Restrictive Covenants: Companies Need to get it Right to Protect Against Competition

Companies should check that post termination restrictions go no further than reasonably necessary. If they do, they are unenforceable.   

Restrictive Covenants, if properly written, act as a safety net.  For example, they can prevent a departing employee taking commercially sensitive information about operations, and customers, to a competitor. 

The difficulty is these post termination restrictions must be no wider than is reasonably necessary to protect a legitimate business interest.  This has been illustrated in the case of Square Global Limited v. Leonard, a recent case heard in the High Court.

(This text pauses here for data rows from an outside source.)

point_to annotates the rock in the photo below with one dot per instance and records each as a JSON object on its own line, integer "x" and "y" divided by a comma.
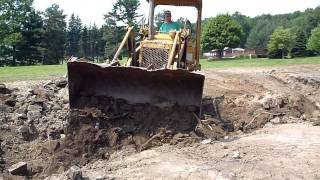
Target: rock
{"x": 4, "y": 89}
{"x": 10, "y": 102}
{"x": 2, "y": 86}
{"x": 316, "y": 122}
{"x": 21, "y": 110}
{"x": 56, "y": 107}
{"x": 42, "y": 92}
{"x": 35, "y": 107}
{"x": 268, "y": 125}
{"x": 275, "y": 120}
{"x": 22, "y": 116}
{"x": 33, "y": 115}
{"x": 19, "y": 169}
{"x": 206, "y": 141}
{"x": 236, "y": 155}
{"x": 75, "y": 173}
{"x": 61, "y": 83}
{"x": 4, "y": 108}
{"x": 52, "y": 145}
{"x": 25, "y": 132}
{"x": 38, "y": 100}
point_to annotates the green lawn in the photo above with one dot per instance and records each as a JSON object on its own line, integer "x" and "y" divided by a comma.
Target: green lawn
{"x": 32, "y": 72}
{"x": 52, "y": 71}
{"x": 257, "y": 62}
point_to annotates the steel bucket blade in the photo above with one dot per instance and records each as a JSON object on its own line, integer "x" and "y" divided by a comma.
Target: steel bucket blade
{"x": 135, "y": 85}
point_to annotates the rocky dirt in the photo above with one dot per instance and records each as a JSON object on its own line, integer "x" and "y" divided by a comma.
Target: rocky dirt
{"x": 257, "y": 123}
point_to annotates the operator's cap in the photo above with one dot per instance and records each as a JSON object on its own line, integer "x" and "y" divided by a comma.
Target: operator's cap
{"x": 167, "y": 12}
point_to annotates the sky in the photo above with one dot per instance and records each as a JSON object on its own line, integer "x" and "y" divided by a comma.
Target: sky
{"x": 91, "y": 11}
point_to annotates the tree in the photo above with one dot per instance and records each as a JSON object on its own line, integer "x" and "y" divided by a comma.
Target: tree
{"x": 244, "y": 21}
{"x": 281, "y": 39}
{"x": 55, "y": 35}
{"x": 74, "y": 36}
{"x": 13, "y": 14}
{"x": 300, "y": 45}
{"x": 84, "y": 43}
{"x": 220, "y": 32}
{"x": 159, "y": 19}
{"x": 260, "y": 34}
{"x": 314, "y": 40}
{"x": 125, "y": 11}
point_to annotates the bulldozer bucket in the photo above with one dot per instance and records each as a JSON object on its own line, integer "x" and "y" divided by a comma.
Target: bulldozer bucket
{"x": 133, "y": 84}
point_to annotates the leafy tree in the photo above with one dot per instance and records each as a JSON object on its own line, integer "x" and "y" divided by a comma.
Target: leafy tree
{"x": 55, "y": 35}
{"x": 74, "y": 36}
{"x": 220, "y": 32}
{"x": 281, "y": 39}
{"x": 300, "y": 45}
{"x": 314, "y": 40}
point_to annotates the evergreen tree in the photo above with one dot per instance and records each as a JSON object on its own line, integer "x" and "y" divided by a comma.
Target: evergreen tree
{"x": 300, "y": 46}
{"x": 85, "y": 51}
{"x": 13, "y": 14}
{"x": 314, "y": 40}
{"x": 31, "y": 48}
{"x": 281, "y": 39}
{"x": 74, "y": 36}
{"x": 244, "y": 21}
{"x": 55, "y": 35}
{"x": 220, "y": 32}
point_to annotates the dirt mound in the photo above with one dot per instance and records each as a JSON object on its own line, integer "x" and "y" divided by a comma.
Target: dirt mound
{"x": 38, "y": 128}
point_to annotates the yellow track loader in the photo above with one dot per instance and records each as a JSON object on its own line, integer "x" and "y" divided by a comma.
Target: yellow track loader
{"x": 160, "y": 69}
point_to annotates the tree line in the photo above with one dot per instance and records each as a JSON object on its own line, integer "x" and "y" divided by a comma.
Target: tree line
{"x": 293, "y": 34}
{"x": 28, "y": 36}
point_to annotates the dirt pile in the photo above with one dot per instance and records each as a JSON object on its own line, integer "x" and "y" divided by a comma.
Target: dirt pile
{"x": 28, "y": 118}
{"x": 38, "y": 128}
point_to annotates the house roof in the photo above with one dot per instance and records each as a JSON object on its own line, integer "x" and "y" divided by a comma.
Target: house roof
{"x": 194, "y": 3}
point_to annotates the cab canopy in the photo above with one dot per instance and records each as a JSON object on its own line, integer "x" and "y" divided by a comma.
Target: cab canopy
{"x": 194, "y": 3}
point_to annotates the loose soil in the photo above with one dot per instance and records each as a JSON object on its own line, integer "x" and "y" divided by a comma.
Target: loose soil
{"x": 255, "y": 124}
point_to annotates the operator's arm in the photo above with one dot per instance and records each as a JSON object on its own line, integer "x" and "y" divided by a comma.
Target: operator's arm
{"x": 162, "y": 28}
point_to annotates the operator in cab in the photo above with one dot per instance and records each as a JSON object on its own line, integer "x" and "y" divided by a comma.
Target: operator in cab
{"x": 168, "y": 24}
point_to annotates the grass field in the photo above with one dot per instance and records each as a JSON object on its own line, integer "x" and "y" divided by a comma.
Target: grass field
{"x": 257, "y": 62}
{"x": 51, "y": 71}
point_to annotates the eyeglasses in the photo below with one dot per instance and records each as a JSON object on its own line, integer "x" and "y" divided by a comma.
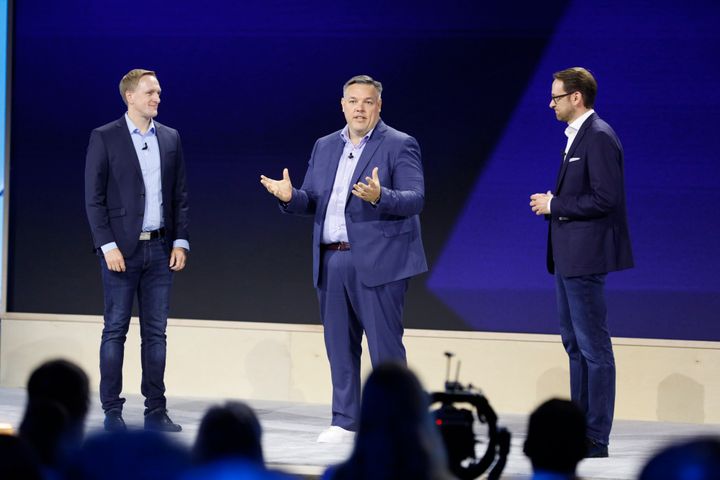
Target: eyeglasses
{"x": 558, "y": 97}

In this case, a broker was contracted to give a six-month notice period.  There were also restrictions on working for a competitor for six months, after the end of his employment.

The broker handed in his notice, with immediate effect, and left to work for a competitor. His former employer tried to prevent him from working for the competitor, and relied on the employment contract. In response, the broker claimed he had been constructively dismissed, arguing this released him from his obligation to give notice, and also from the non-compete clause.

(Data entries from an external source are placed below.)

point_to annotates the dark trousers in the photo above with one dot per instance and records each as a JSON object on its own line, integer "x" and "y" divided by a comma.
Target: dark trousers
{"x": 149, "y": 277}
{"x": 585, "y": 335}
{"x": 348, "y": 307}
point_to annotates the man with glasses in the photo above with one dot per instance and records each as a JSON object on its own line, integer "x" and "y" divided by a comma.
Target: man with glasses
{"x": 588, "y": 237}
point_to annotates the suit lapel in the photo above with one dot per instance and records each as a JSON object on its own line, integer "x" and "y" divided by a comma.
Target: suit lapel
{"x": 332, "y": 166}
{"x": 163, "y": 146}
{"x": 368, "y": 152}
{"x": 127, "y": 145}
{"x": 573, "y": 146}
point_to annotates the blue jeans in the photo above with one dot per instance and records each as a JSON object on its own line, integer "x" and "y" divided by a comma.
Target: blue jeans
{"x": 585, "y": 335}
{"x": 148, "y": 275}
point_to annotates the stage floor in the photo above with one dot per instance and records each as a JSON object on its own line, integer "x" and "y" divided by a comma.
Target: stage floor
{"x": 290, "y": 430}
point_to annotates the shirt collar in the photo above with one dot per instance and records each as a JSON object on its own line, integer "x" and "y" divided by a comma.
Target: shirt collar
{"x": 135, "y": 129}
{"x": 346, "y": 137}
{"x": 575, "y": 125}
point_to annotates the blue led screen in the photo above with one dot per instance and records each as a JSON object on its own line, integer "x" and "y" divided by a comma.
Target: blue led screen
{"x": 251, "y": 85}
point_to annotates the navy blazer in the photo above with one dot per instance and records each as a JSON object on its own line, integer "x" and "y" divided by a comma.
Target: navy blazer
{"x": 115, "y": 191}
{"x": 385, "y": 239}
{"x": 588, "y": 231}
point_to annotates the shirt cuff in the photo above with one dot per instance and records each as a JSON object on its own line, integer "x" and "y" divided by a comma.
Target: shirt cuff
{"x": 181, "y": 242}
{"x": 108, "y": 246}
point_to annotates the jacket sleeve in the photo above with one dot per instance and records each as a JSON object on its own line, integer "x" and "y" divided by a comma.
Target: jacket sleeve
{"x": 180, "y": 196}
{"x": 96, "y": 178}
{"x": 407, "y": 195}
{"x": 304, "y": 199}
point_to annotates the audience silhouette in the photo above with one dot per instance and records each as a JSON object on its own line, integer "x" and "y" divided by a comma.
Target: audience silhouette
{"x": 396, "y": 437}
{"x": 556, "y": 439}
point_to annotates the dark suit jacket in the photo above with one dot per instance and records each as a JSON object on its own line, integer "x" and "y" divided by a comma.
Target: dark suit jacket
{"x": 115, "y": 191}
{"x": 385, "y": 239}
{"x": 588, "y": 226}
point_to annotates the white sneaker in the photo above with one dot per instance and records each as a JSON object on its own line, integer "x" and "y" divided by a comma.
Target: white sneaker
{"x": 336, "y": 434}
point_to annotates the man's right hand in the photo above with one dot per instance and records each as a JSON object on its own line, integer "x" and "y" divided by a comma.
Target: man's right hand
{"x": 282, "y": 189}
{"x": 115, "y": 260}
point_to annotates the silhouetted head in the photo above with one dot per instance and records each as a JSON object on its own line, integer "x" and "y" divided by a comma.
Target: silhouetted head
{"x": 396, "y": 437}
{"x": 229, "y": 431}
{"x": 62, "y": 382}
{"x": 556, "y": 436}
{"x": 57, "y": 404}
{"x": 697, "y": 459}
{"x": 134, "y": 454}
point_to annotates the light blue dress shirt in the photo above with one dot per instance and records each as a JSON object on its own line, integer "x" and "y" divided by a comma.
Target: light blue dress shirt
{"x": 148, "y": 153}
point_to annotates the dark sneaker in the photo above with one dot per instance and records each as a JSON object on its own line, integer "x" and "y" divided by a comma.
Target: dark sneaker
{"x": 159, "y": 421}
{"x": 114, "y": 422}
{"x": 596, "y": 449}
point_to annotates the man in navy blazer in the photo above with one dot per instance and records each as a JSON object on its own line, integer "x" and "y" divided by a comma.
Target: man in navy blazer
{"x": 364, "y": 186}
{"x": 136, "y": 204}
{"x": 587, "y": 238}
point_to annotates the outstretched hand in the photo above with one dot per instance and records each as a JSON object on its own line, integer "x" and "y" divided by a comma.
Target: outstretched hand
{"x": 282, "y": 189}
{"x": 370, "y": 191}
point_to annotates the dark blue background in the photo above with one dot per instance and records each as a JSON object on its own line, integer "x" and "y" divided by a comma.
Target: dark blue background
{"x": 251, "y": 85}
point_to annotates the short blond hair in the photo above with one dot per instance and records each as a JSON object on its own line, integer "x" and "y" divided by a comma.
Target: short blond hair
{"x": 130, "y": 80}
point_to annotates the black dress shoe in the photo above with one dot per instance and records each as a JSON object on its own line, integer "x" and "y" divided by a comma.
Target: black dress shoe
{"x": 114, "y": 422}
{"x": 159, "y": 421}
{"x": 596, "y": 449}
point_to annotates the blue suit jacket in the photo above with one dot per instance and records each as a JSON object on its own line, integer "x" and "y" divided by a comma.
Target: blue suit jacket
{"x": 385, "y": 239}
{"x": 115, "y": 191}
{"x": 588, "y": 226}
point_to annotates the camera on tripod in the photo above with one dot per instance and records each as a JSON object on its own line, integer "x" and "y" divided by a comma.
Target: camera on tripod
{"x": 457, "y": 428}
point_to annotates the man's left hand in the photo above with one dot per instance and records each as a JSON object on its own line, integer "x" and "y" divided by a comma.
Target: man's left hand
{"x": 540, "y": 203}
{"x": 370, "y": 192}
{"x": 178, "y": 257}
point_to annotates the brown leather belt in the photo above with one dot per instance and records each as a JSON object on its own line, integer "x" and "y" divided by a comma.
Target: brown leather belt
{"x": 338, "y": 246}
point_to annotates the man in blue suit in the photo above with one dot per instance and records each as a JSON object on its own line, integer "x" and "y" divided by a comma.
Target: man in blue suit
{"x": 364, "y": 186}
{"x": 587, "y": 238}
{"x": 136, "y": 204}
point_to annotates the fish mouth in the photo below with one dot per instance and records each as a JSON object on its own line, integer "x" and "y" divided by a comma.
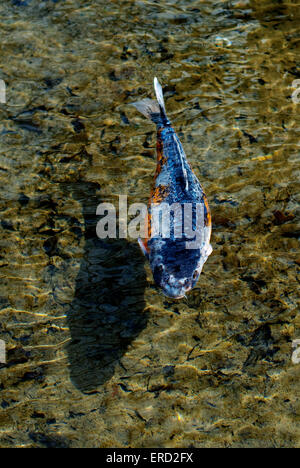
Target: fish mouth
{"x": 173, "y": 293}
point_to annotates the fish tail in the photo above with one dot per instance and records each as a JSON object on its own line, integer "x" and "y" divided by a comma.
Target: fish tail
{"x": 154, "y": 110}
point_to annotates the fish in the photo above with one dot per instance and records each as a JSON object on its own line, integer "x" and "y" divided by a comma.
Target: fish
{"x": 176, "y": 254}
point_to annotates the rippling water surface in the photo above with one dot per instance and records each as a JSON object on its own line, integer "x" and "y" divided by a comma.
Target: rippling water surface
{"x": 96, "y": 356}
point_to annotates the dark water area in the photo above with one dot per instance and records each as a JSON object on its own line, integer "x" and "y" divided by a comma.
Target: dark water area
{"x": 96, "y": 356}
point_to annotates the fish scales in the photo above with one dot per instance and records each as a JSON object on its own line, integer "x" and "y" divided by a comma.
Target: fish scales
{"x": 176, "y": 255}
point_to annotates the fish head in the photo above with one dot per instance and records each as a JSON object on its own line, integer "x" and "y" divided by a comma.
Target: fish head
{"x": 175, "y": 268}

The High Court upheld the employer’s argument, and was persuaded that the six-month non-compete clause was reasonable. This was because the restriction went no further than was reasonably necessary to protect the employer’s legitimate business interests. It was also in line with the industry standard. The court also decided that the broker was required to serve out his six-month notice period, on top of the six-month restriction, keeping him out of the market for a total of 12 months. 

This compares with a case in 2014, Ashcourt Rowan Financial Planning Limited v Hall.  Here, the High Court held a restriction was unenforceable, that prevented a former employee working for a competitor for six months after employment terminated.  This was because the covenant was too widely drawn, and went beyond protecting the legitimate business interests of the employer. 

The law has always regarded contractual terms that restrict activity after the termination of employment as 'in restraint of trade,' and void, unless two conditions are met.  These are that the employer has a legitimate interest to protect, and the restriction is strictly limited to what is reasonably necessary to protect a business.

This is a reminder that employers need to ensure that restrictive covenants are no more than reasonably necessary, and focus on activities which would involve the employee directly competing with their old employer.  Trying to do a catch-all is impossible to enforce. 

Garden leave, and how or when that might be offset, should also be tackled.  What is important is that any restrictions are carefully drafted, and checked at the outset.